Fredriksen's wealth is held primarily through stakes in more than a dozen publicly traded companies operating in the shipping, oil services, logistics, and food manufacturing industries. His holdings are managed through Cyprus-based holding companies Hemen Holding and Geveran Trading Co., as well as Liberia-based World Shipholding and Farahead Investment.

== Business philosophy ==
Fredriksen's approach to shipping market cycles centres on contrarian investments, leveraging cash reserves accumulated during market upswings to acquire assets at depressed valuations during downturns. His late-2019 investment in Frontline, made when the tanker market was at a cyclical low, generated an approximately 3.5-fold return plus dividends over five years by the time the stock peaked in 2024, demonstrating his ability to time entries against prevailing pessimism.

Thanks to his practice of awarding large dividends from his companies when profits were soaring, Fredriksen built the confidence of investors who might otherwise steer clear of the battered tanker industry. As he told The Washington Post in 2012: "Basically, I'm a trader. I think as we are sitting here, we are very close to the bottom of the market, and I like to be a buyer at the bottom."

His investment decisions are often driven by instinct rather than economic forecasts. "I still work on a gut feeling," he has said, basing his purchases on plunging asset prices rather than on economic and petroleum growth forecasts, which he considers too uncertain to be useful.

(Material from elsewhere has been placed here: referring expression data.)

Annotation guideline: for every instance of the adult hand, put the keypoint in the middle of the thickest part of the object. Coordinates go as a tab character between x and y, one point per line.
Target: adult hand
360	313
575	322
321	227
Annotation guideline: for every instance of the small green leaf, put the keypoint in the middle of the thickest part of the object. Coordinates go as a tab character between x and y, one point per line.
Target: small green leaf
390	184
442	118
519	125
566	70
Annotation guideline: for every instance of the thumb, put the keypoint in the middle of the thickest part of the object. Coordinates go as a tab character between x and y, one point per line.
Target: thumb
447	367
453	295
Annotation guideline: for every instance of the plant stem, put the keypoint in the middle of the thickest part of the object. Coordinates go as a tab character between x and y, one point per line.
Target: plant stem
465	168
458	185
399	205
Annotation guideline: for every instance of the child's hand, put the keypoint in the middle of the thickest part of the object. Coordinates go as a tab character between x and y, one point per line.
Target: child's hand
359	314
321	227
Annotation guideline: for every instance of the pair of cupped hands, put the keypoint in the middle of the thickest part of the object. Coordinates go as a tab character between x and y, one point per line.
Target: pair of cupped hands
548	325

In a June 2025 interview with Finansavisen, Fredriksen emphasised the importance of liquidity, noting that his companies "have good experience of sitting on money during times of upheaval globally" and that "cash is king." He outlined his current strategy: "We are opportunistic and look for good investments—not necessarily control... It can be valuable to have gas in the tank when others run out. Shipping has always been cyclical. The question is who's prepared when the cycle turns."